We’ve been talking a lot lately around here about the concept of “experiential” marketing. Perhaps using a term loosely, I mean, by this, marketing tactics that sell the user an experience, as opposed to the selling the product on features alone. Companies that do this extremely well: Apple, Disney, Nike, BMW.
For one, Palm is, in fact, launching a product…not an experience. The experience they’re peddling was launched by the iPhone. They need to compete with that, first and foremost. To do so, they need to demonstrate product performance and highlight product features, at least to a point. Failing that, the user is left with the impression, “Okay, Pre is trying to be iPhone. I already have one.” (Or, my friend does, and I don’t need it or can’t afford it.)
And this ad is SO heavy on the experience, the viewer is left (at least I am) with the question, “So what does this product actually do, other than make throngs of orange-robe-clad minions maneuvre in unison?”
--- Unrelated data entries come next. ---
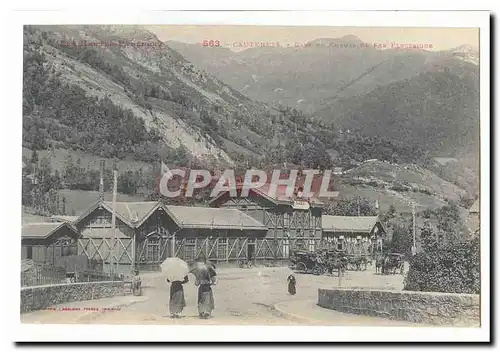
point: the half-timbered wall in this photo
(288, 228)
(154, 240)
(98, 245)
(351, 242)
(47, 251)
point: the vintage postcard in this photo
(199, 174)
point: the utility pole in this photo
(113, 221)
(101, 180)
(414, 230)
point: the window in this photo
(29, 252)
(223, 240)
(153, 249)
(312, 244)
(286, 220)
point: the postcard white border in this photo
(22, 332)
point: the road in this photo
(256, 296)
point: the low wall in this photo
(419, 307)
(40, 297)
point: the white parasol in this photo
(175, 269)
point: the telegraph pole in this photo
(414, 230)
(113, 223)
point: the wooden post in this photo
(113, 221)
(414, 229)
(101, 181)
(173, 244)
(133, 249)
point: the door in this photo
(251, 251)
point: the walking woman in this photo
(206, 278)
(291, 285)
(177, 300)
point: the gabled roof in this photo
(121, 212)
(43, 230)
(134, 214)
(216, 218)
(63, 218)
(475, 208)
(349, 223)
(280, 196)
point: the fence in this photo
(94, 276)
(33, 274)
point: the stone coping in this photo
(435, 308)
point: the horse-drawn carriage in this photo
(390, 264)
(319, 263)
(308, 262)
(357, 262)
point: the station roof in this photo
(332, 223)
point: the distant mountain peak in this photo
(466, 53)
(351, 38)
(346, 39)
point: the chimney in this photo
(101, 182)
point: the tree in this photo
(402, 240)
(350, 207)
(427, 236)
(34, 157)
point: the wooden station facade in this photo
(148, 232)
(48, 242)
(290, 224)
(256, 227)
(353, 234)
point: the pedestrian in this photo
(291, 284)
(136, 284)
(177, 300)
(205, 279)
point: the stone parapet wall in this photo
(419, 307)
(40, 297)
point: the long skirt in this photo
(177, 301)
(205, 299)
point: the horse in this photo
(379, 264)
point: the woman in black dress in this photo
(177, 300)
(291, 285)
(205, 279)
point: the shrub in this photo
(451, 268)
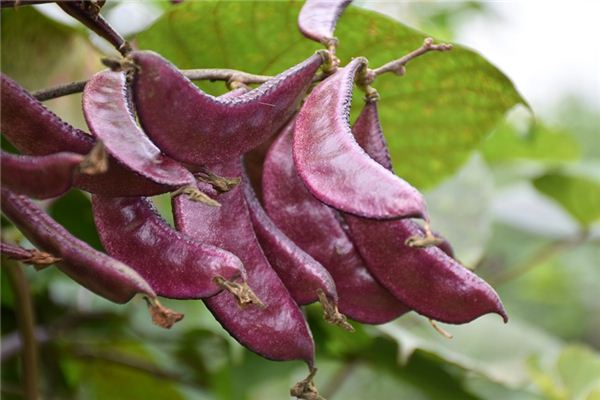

I personally love experiential marketing (again, using a coined term loosely). I think it’s generally more important—and more effective—to tell a customer how your product will change their lives or make them feel, as opposed to what the product does or the minutia of how it works. At the end of the day, consumers are purchasing experiences. Your message should be that your product will get them there. If you really want to tickle their buying bones, you need to market on emotion, or sell on price. The choice is yours, but you have to make it.